Well it’s been a while since I’ve written everything. To be honest, I’ve hardly even thought about it. The times that my prolific lacking would pop into my mind, it would be completely overshadowed by the monumental sized pile of work I have to get done.
In my head, I almost have this dichotomy of understanding my time as either all action or all reflection. The thought of being in the trenches with heavy rain and rifle shells flying is overwhelming enough, there’s just no time to stop and write about what’s happening.
With the amount of work that is coming in right now, my idea has been to just duck my head down and plow through the work. Eventually I would come out the other side, reaching my destination of a client-less month of traveling and writing. How cool would that be?
But, I could be doing a little right now in the midst of it all.
“I want to see mountains again, mountains, Gandalf. And then find somewhere quiet where I can finish my book.”

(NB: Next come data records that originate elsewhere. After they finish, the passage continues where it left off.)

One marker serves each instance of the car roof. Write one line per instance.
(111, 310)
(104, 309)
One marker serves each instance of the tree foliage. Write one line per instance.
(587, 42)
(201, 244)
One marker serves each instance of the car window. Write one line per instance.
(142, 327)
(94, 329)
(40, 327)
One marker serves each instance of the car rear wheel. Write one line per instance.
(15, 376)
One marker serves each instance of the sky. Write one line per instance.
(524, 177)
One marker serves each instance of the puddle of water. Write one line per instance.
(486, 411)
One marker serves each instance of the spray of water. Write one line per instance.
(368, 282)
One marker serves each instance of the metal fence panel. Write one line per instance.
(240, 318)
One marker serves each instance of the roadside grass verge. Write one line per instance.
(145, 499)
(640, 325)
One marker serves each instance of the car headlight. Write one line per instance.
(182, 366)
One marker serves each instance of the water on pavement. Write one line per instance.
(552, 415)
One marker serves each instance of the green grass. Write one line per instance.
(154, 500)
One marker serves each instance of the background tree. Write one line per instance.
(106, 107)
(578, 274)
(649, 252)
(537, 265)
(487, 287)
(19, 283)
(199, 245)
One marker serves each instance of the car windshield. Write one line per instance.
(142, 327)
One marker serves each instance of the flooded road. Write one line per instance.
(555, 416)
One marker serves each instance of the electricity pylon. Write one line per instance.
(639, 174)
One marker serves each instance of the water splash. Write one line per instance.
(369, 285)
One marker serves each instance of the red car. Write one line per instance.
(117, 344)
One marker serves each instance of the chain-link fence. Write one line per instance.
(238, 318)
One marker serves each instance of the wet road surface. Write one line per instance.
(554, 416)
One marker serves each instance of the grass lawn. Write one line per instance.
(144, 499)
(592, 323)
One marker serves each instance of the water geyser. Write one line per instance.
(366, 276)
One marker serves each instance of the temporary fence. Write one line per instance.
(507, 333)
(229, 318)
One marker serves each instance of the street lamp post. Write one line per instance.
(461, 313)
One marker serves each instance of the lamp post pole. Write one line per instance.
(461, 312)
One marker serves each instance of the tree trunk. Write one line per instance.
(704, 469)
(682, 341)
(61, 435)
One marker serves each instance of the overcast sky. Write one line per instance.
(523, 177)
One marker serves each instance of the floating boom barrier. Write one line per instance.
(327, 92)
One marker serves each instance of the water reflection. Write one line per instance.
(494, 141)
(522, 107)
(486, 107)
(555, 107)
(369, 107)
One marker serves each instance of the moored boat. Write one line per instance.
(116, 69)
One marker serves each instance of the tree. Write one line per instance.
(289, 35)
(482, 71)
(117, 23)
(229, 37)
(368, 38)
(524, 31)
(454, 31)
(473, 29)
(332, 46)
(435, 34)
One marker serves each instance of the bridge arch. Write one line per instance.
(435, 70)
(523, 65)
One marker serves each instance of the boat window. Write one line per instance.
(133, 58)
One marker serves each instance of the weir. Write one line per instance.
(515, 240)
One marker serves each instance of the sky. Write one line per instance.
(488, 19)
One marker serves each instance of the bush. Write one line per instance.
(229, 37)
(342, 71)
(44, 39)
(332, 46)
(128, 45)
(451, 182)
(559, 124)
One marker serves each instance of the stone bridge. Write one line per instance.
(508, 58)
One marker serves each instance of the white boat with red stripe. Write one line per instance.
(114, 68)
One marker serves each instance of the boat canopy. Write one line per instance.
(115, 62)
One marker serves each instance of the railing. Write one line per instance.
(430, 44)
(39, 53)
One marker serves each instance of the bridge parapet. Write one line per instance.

Bilbo had quite the story, lived quite the life. But he saw it as I often do: journey & adventure, then reflection. While it would have been very difficult for a little hobbit such as he to carry with him his quill & book, I have resources available to me at literally any time of the day.
There is a benefit to taking the time throughout the daily grind to ask the right questions. Why did I react how I did? What could have lead that conversation better? Does my client really understand what I’m explaining? Heck, do I even understand what I’m explaining.
It’s a tough discipline, and a counter-intuitive one at that. When we finish step 1, and we see step 2 just ahead, we step! Before we know it, we’re getting altitude sickness on step 143 with no recollection of how we got there.
So am I saying we should add a reflection line under each to-do? Maybe! I think I’ll try that and let you know how it goes. I want to get in the habit of automatically analyzing what was done well and what wasn’t.
Some people suffer from the other problem, however. And that is over-analyzing.
We all know people like that, whether internally or externally, always thinking and re-thinking, stressing and distressing. And as soon as analyzing your analyzing, see ya later. This is obviously far from productivity; it’s what many also have aptly titled analysis paralysis.
Doing & stewing, perspiration & contemplation, sweat & vet.
Sorry, couldn’t help myself from coming up with some cheesy names, it’s getting late. But whatever you want to call it, there is technique to achieving the perfect balance.
I find that writing it out is a very valuable method of fully fleshing out ideas. You can have a few bullet points in your head or even just a headline. But it takes some proper thinking to get to the guts of the concept.
However long or short you hold up, a little extra time thinking can go a long way. Diving into the cause and effect in order to make adjustments along the way.